Kepala Biro Hukum dan Humas MA Ridwan Mansyur mengaku MA tengah menyusun naskah akademis RUU Jabatan Hakim dan RUU Contempt of Court dengan membentuk Tim Naskah Akademik yang diketuai Hakim Agung, Supandi dan Agung Sumanantha.

“Tim penyusunan RUU Jabatan Hakim diketuai Pak Supandi dengan anggota beberapa hakim dari sejumlah pengadilan,” kata Ridwan di Gedung MA.

Dia mengatakan tim ini sudah dibentuk seminggu yang lalu dan sudah mulai bekerja. “Kita berharap Tim ini dapat segera menyelesaikan penyusunan RUU Jabatan Hakim ini agar status para hakim berada pada posisi yang semestinya (pejabat negara) dan bisa mendapat jaminan perlindungan sekaligus hak-haknya,” kata Ridwan.

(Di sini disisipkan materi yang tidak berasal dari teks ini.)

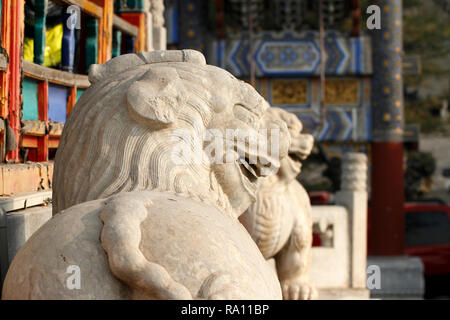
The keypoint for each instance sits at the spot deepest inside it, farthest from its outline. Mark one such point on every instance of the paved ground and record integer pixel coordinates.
(439, 146)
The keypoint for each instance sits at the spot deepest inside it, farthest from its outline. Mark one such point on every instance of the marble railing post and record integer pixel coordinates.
(353, 196)
(159, 31)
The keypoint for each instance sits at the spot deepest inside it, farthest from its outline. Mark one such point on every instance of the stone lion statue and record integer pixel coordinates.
(133, 222)
(280, 220)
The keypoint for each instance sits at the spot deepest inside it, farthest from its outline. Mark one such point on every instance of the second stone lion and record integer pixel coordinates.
(280, 220)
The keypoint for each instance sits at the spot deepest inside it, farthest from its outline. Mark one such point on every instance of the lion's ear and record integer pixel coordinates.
(157, 97)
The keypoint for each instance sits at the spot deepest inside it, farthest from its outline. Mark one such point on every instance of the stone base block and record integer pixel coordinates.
(401, 277)
(16, 228)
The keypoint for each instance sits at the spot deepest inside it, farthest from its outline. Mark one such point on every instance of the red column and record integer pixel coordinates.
(386, 219)
(42, 152)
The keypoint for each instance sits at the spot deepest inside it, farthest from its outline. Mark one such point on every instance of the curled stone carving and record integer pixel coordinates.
(136, 222)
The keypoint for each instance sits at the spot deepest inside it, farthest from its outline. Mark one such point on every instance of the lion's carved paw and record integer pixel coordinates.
(219, 286)
(294, 289)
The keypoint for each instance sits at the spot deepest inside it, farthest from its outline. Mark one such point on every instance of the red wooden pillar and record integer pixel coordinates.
(14, 70)
(387, 223)
(42, 150)
(106, 28)
(387, 228)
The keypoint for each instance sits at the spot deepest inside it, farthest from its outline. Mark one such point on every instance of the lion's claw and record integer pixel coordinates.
(298, 290)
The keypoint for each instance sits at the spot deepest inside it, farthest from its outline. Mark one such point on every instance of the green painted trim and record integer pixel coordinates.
(117, 43)
(30, 99)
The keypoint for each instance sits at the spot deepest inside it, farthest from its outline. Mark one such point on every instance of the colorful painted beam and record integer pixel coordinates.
(40, 18)
(293, 54)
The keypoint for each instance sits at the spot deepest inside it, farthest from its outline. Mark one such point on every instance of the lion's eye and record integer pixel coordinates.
(246, 116)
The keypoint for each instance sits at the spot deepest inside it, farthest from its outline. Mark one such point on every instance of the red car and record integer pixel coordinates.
(427, 236)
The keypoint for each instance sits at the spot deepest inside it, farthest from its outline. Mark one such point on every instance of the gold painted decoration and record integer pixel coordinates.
(342, 91)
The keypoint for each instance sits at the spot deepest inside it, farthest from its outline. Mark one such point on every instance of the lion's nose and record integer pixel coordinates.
(278, 142)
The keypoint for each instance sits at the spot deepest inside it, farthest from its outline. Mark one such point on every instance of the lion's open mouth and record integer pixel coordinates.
(250, 171)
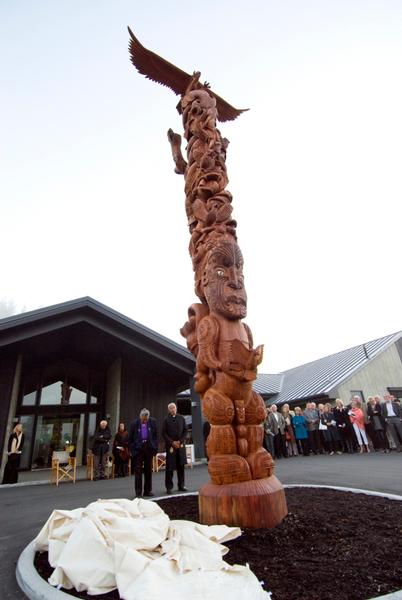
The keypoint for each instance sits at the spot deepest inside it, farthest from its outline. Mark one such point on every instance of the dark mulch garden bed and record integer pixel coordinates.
(332, 546)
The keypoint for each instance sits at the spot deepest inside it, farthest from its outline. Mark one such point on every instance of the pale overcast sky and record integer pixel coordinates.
(90, 204)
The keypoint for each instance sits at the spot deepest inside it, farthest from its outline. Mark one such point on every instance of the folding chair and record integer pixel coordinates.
(159, 461)
(190, 455)
(109, 467)
(63, 466)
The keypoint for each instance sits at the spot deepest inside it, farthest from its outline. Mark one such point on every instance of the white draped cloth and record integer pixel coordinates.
(133, 546)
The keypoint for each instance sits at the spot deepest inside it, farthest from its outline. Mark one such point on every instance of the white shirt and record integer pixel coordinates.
(390, 410)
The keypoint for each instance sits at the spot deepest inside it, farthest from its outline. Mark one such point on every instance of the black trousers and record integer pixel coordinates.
(173, 463)
(315, 441)
(11, 469)
(143, 465)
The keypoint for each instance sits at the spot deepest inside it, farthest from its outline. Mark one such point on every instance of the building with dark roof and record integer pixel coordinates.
(64, 367)
(368, 369)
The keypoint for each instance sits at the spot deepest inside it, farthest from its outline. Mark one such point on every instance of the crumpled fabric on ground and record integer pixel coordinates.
(133, 546)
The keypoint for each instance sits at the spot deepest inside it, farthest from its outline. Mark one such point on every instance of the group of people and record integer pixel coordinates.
(139, 445)
(323, 428)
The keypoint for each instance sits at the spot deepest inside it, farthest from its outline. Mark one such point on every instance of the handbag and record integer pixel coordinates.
(124, 454)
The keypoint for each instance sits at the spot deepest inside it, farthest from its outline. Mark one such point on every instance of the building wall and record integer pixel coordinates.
(10, 373)
(142, 389)
(113, 390)
(380, 373)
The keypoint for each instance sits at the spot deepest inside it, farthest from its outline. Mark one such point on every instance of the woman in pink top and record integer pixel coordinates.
(356, 416)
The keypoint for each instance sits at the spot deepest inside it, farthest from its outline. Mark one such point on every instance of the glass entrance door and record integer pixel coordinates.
(57, 433)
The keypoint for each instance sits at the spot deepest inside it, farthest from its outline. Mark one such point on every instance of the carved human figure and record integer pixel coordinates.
(226, 367)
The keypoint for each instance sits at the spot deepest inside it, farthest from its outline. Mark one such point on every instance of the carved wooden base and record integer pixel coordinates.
(256, 503)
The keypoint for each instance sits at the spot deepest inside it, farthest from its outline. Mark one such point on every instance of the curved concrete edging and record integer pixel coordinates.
(36, 588)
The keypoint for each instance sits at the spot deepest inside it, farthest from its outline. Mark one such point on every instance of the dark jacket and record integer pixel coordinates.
(134, 437)
(395, 406)
(375, 410)
(101, 440)
(121, 440)
(341, 417)
(174, 429)
(12, 437)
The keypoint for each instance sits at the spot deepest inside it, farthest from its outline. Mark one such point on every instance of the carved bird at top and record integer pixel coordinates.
(160, 70)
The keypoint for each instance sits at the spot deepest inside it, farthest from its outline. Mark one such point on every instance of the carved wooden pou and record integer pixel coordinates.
(243, 490)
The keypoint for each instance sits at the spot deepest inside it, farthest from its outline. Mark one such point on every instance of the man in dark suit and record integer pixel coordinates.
(392, 414)
(143, 444)
(277, 425)
(174, 431)
(100, 448)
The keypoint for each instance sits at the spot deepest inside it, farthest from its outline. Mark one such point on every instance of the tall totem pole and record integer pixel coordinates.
(243, 490)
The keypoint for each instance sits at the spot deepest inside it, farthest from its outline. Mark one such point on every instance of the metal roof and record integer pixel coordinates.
(321, 376)
(318, 377)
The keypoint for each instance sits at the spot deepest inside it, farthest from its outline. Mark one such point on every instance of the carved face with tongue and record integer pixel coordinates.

Menurutnya, keberadaan UU Jabatan Hakim ke depan sangat penting sebagai bentuk perlindungan bagi para hakim termasuk menjamin hak-haknya. Dalam beberapa kasus, perkara belum diputuskan hakim sudah dikejar-kejar dan dicaci maki pihak berperkara.

“Padahal Sarpin mengadili dengan tenang, Presiden Jokowi belum tentu bisa menyelesaiakan persoalan ini. Kita berharap mudah-mudahan putusan itu ada manfaatnya,” kata dia.